Lax gun laws? Wrong. France and Belgium rank among the world's strictest gun laws, yet in 2015, France's casualties from mass shootings (532) exceeded those in the U.S. for the entire duration of Barack Obama's presidency (396). Until Orlando, all twenty of the worst mass shootings occurred outside the U.S. in countries with stringent gun control.
"Islamic terrorism?" You're getting warmer, but three of the killers were "merely" violent sociopaths without religious motives.
The answer is "gun free zones" in which victims were prohibited by law or policy from carrying firearms for protection. Since 1950, all but two mass shootings in the U.S. have taken place in such "victim disarmament zones" where criminals, sociopaths and terrorists know they can kill with impunity.

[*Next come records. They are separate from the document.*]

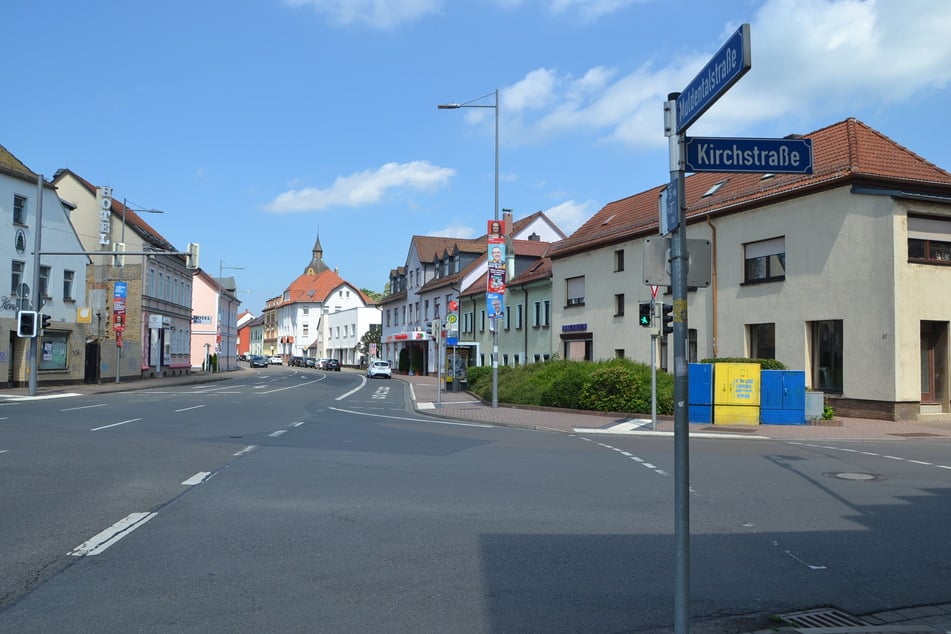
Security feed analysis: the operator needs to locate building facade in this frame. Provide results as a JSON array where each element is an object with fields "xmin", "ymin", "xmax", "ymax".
[{"xmin": 551, "ymin": 119, "xmax": 951, "ymax": 419}]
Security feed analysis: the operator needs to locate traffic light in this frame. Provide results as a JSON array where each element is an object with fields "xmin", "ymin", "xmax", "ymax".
[
  {"xmin": 637, "ymin": 302, "xmax": 652, "ymax": 328},
  {"xmin": 17, "ymin": 310, "xmax": 36, "ymax": 338},
  {"xmin": 661, "ymin": 304, "xmax": 674, "ymax": 337}
]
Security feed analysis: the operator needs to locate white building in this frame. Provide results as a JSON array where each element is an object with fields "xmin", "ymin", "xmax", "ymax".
[{"xmin": 0, "ymin": 146, "xmax": 90, "ymax": 385}]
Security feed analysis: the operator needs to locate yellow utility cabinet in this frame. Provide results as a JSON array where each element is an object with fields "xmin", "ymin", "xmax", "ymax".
[{"xmin": 713, "ymin": 363, "xmax": 760, "ymax": 425}]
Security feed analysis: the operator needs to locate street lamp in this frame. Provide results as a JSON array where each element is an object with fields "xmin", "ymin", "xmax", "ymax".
[
  {"xmin": 217, "ymin": 260, "xmax": 244, "ymax": 371},
  {"xmin": 436, "ymin": 88, "xmax": 499, "ymax": 408}
]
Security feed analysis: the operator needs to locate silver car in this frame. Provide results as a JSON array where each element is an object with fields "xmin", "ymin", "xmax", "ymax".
[{"xmin": 367, "ymin": 361, "xmax": 393, "ymax": 379}]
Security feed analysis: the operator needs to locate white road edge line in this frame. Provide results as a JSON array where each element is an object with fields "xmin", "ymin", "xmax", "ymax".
[
  {"xmin": 89, "ymin": 418, "xmax": 142, "ymax": 431},
  {"xmin": 67, "ymin": 513, "xmax": 156, "ymax": 557}
]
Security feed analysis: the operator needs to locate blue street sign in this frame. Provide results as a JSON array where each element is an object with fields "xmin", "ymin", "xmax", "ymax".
[
  {"xmin": 684, "ymin": 137, "xmax": 812, "ymax": 174},
  {"xmin": 677, "ymin": 24, "xmax": 752, "ymax": 134}
]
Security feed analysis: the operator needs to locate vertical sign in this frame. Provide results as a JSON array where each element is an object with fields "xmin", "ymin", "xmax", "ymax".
[{"xmin": 112, "ymin": 282, "xmax": 128, "ymax": 348}]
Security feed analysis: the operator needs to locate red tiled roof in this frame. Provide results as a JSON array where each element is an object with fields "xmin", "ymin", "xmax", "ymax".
[{"xmin": 551, "ymin": 118, "xmax": 951, "ymax": 258}]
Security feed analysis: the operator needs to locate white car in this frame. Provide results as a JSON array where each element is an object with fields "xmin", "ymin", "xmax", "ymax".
[{"xmin": 367, "ymin": 361, "xmax": 393, "ymax": 379}]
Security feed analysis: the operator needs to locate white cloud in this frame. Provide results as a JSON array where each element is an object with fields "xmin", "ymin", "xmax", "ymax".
[
  {"xmin": 501, "ymin": 0, "xmax": 951, "ymax": 147},
  {"xmin": 284, "ymin": 0, "xmax": 442, "ymax": 29},
  {"xmin": 265, "ymin": 161, "xmax": 455, "ymax": 213},
  {"xmin": 545, "ymin": 200, "xmax": 597, "ymax": 235}
]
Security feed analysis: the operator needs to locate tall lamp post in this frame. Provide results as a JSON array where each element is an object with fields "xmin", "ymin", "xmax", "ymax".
[
  {"xmin": 436, "ymin": 88, "xmax": 499, "ymax": 408},
  {"xmin": 218, "ymin": 260, "xmax": 244, "ymax": 371},
  {"xmin": 115, "ymin": 198, "xmax": 165, "ymax": 383}
]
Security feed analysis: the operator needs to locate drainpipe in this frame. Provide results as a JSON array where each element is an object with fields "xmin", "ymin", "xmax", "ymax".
[{"xmin": 707, "ymin": 216, "xmax": 719, "ymax": 359}]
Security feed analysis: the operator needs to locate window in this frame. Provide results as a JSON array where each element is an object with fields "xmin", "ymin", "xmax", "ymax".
[
  {"xmin": 63, "ymin": 271, "xmax": 76, "ymax": 300},
  {"xmin": 743, "ymin": 237, "xmax": 786, "ymax": 284},
  {"xmin": 13, "ymin": 194, "xmax": 26, "ymax": 225},
  {"xmin": 40, "ymin": 266, "xmax": 50, "ymax": 297},
  {"xmin": 747, "ymin": 324, "xmax": 776, "ymax": 359},
  {"xmin": 10, "ymin": 260, "xmax": 26, "ymax": 299},
  {"xmin": 908, "ymin": 216, "xmax": 951, "ymax": 264},
  {"xmin": 565, "ymin": 275, "xmax": 584, "ymax": 306},
  {"xmin": 811, "ymin": 319, "xmax": 843, "ymax": 393}
]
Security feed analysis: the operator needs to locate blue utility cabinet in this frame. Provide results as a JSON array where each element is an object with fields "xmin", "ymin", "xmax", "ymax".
[
  {"xmin": 687, "ymin": 363, "xmax": 713, "ymax": 425},
  {"xmin": 760, "ymin": 370, "xmax": 806, "ymax": 425}
]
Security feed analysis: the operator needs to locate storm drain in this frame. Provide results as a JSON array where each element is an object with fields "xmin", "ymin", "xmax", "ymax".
[{"xmin": 779, "ymin": 608, "xmax": 868, "ymax": 627}]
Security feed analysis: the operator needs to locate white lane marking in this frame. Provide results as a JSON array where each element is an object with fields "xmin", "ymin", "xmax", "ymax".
[
  {"xmin": 578, "ymin": 436, "xmax": 668, "ymax": 476},
  {"xmin": 175, "ymin": 405, "xmax": 204, "ymax": 414},
  {"xmin": 789, "ymin": 442, "xmax": 951, "ymax": 469},
  {"xmin": 68, "ymin": 513, "xmax": 156, "ymax": 557},
  {"xmin": 89, "ymin": 418, "xmax": 142, "ymax": 431},
  {"xmin": 334, "ymin": 375, "xmax": 364, "ymax": 401},
  {"xmin": 265, "ymin": 375, "xmax": 327, "ymax": 394},
  {"xmin": 328, "ymin": 407, "xmax": 493, "ymax": 429},
  {"xmin": 182, "ymin": 471, "xmax": 211, "ymax": 486},
  {"xmin": 59, "ymin": 403, "xmax": 107, "ymax": 412}
]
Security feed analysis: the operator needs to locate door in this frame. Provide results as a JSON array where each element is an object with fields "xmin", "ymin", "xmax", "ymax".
[{"xmin": 921, "ymin": 321, "xmax": 948, "ymax": 404}]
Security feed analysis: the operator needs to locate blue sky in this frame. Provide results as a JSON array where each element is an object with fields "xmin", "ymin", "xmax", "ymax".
[{"xmin": 7, "ymin": 0, "xmax": 951, "ymax": 306}]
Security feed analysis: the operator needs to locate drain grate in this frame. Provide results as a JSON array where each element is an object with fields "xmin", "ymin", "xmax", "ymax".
[{"xmin": 779, "ymin": 608, "xmax": 868, "ymax": 627}]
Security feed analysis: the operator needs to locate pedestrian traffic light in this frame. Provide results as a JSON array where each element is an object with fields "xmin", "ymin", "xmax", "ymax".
[
  {"xmin": 637, "ymin": 302, "xmax": 652, "ymax": 328},
  {"xmin": 17, "ymin": 310, "xmax": 36, "ymax": 338},
  {"xmin": 661, "ymin": 304, "xmax": 674, "ymax": 337}
]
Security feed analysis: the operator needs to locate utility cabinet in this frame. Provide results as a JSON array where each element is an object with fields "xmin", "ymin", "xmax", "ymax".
[
  {"xmin": 760, "ymin": 370, "xmax": 806, "ymax": 425},
  {"xmin": 712, "ymin": 363, "xmax": 760, "ymax": 425},
  {"xmin": 687, "ymin": 363, "xmax": 713, "ymax": 425}
]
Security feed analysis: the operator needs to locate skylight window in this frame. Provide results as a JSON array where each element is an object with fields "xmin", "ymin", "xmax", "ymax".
[{"xmin": 702, "ymin": 179, "xmax": 729, "ymax": 198}]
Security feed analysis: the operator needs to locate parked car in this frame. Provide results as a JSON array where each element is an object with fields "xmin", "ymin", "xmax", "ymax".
[{"xmin": 367, "ymin": 361, "xmax": 393, "ymax": 379}]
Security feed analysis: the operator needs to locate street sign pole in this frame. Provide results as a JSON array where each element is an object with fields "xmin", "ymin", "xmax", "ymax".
[{"xmin": 664, "ymin": 93, "xmax": 690, "ymax": 634}]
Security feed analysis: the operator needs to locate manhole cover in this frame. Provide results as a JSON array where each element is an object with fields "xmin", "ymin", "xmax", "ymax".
[
  {"xmin": 779, "ymin": 608, "xmax": 868, "ymax": 628},
  {"xmin": 825, "ymin": 471, "xmax": 881, "ymax": 481}
]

Research by John R. Lott and William Landes revealed the only effective policy to deter mass homicide is expansion of concealed handgun permit laws. Regardless of motive and even if suicidal, killers avoid armed victims. Before killing six in Santa Barbara (three by knife), Elliott Rodger ruled out one target because, "It would be impossible to kill enough of my enemies before being dispatched by those damnable cops." Dylann Roof picked the Emanuel AME Church over his primary target, the College of Charleston, to avoid armed security.
Deterring violence motivated Grass Roots North Carolina to engineer passage of concealed carry in 1995. We've since worked to remove restrictions. Each time we expand carry to new areas - public assemblies, restaurants, educational property - naysayers predict shootings at traffic lights, bars and football games. Each time, they are wrong. Not only are permit-holders overwhelmingly law abiding, from 1995 through 2014 (the most recent data), the NCDOJ reports violent crime plummeted by 49.7%, including drops in murder (42.7%), rape (45.3%), robbery (52.2%) and aggravated assault (49.1%).
Sponsored by Representative Larry Pittman, House Bill 1148 is our next step in deterring violent predators by joining twelve other states - Alaska, Arizona, Arkansas, Idaho, Kansas, Maine, Mississippi, Missouri (awaiting signature), Vermont, Montana, West Virginia and Wyoming - in allowing lawful citizens to carry concealed firearms without burdensome permits (a/k/a "constitutional carry").
Although research suggests murder rates fall in proportion to increasing concealed carry, with only 570,000 active permits, North Carolina falls behind other states, presumably because high cost (several hundred dollars) and burdensome application requirements (multiple visits and up to six months for approval) make permits impractical for people with limited incomes.
When HB 1148 opponents predict carnage, ask for examples of constitutional carry causing problems elsewhere. A Google search revealed none. Tell them HB 1148 is actually more restrictive than other states by imposing on non-permitted carriers exactly the same legal qualifications as those with permits.
Radical Islamic terrorism is the latest additive to mass homicide, both here and abroad. It's time we join forward-thinking states and fight back.